The shields of the Cilicians and Thracians had been collected to make individual pyres that had been soaked in oil, and now they were lit to consume the bodies on top of them. Thumelicus, tears streaming down his face, lit the pyre of Drenis while Domitus did the same for that of Kronos. I held a torch and lit the heaped shields beneath the body of Mardonius and then watched as the flames took hold and black smoke ascended into a clear blue sky as the souls of our comrades were welcomed into heaven.

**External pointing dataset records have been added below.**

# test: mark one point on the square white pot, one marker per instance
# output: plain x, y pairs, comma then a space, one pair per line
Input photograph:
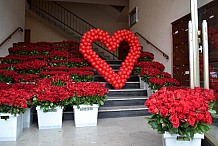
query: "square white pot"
171, 140
86, 115
11, 129
50, 119
143, 85
28, 118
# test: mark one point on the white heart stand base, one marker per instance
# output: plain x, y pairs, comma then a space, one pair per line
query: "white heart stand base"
11, 129
171, 140
86, 115
28, 118
50, 119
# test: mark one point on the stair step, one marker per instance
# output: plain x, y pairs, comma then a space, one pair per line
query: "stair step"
125, 101
115, 70
127, 92
128, 85
114, 61
122, 111
133, 78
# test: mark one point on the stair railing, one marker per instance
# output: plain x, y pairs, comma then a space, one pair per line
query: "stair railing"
164, 54
66, 18
19, 29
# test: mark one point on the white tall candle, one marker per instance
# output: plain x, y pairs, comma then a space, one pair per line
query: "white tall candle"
194, 17
205, 54
191, 55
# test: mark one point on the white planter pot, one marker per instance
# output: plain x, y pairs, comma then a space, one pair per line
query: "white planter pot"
11, 129
28, 118
143, 85
171, 140
150, 91
51, 119
86, 115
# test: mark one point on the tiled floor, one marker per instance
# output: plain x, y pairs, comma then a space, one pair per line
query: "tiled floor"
128, 131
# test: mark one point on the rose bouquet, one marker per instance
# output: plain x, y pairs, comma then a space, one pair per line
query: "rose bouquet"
182, 111
146, 56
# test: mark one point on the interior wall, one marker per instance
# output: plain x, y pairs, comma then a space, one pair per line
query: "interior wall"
39, 31
12, 14
154, 23
104, 17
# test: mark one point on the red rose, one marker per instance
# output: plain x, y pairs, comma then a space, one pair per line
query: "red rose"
191, 120
164, 112
175, 121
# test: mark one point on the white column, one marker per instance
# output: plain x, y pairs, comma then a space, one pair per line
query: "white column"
194, 18
205, 54
191, 56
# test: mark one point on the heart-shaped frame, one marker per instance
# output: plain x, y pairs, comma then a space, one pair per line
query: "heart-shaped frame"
117, 80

Afterwards we marched back to camp to ponder our next move. The spirits of the army were downcast as both Drenis and Kronos had been popular figures. Nergal and Praxima were similarly dejected as they had both known Drenis from our time in Italy. Our mood was not improved when Byrd and Malik rode into camp just before sunset to report that an army was on the other side of the Tigris and was heading for Seleucia.

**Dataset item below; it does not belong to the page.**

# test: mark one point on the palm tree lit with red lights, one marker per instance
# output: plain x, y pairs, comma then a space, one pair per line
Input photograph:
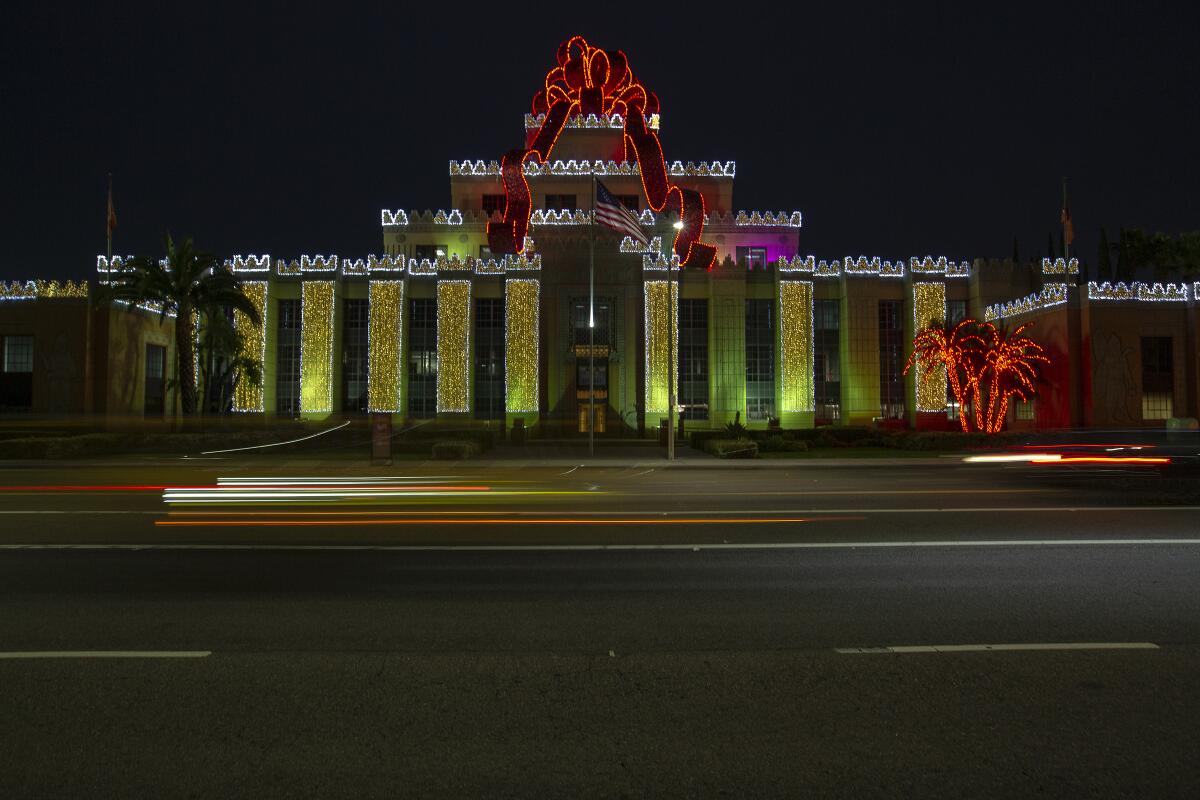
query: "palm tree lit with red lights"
985, 367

‘Our scouts ran into its vanguard earlier,’ reported Malik as we relaxed in my tent.

‘They come from the direction of Susa,’ added Byrd.

‘Did you see any banners?’ I asked.

Malik shook his head. ‘Only horse archers who shot at us from a distance.’

‘Does Mithridates have another army?’ queried Nergal.

‘Perhaps the eastern kings have renounced Orodes and are marching to put his stepbrother back on the throne of Ctesiphon,’ added a concerned Praxima.

I tried to allay their fears. ‘The eastern kings are as weary of war as we are. In any case we would have heard something from Khosrou if the eastern kingdoms were rebelling against Orodes.’

Their stern-looking faces told me that I had failed to reassure them and in truth I too was full of doubts. Why would they plunge the empire into another civil war, especially as both the Armenians and the Romans threatened Parthia? But then, the western kingdoms, my own included, had slaughtered many of their men over the past few years. Perhaps their only desire was revenge.

‘The only way to end our doubts,’ said Domitus, ‘is to march east to meet this new army and defeat it. I suggest we all get some rest. Tomorrow might be a long day.’

With that he rose, nodded to everyone and then took his leave of us. Looking at the tired faces and puffy eyes around me I realised he was right. We had not slept for two days and I suddenly felt very tired. I yawned and stretched out my arms, wincing as pain shot through my left arm.

‘Does it hurt?’ asked Gallia.

‘No,’ I lied, though at least the wound had finally stopped bleeding.

Nergal and Praxima rose and embraced us before they too left and rode back to their camp with their escort. Gallia kissed me and withdrew to the sleeping area, leaving me alone with Scarab who was clearing the table of cups and jugs.

‘You were victorious today, highness,’ he said, flashing a row of white teeth at me.

‘Yes,’ I replied, ‘though victory was bought at a heavy price.’

He looked concerned. ‘You lost many men, highness?’

‘Our casualties were light, but among them were two men for whom I would swap all my victories to have back.’

‘They were your friends, highness?’

‘Yes, they were my friends.’

‘Perhaps you will meet them again, highness, in the next life.’

I looked at him. ‘You believe that we all go on to another life?’

He stopped his cleaning and pondered for a moment. ‘When you are a slave, highness, the only thing that gets you through each day of torment is the thought that there is a better life after this one.’

I rose from my chair and picked up my sword that was leaning against it.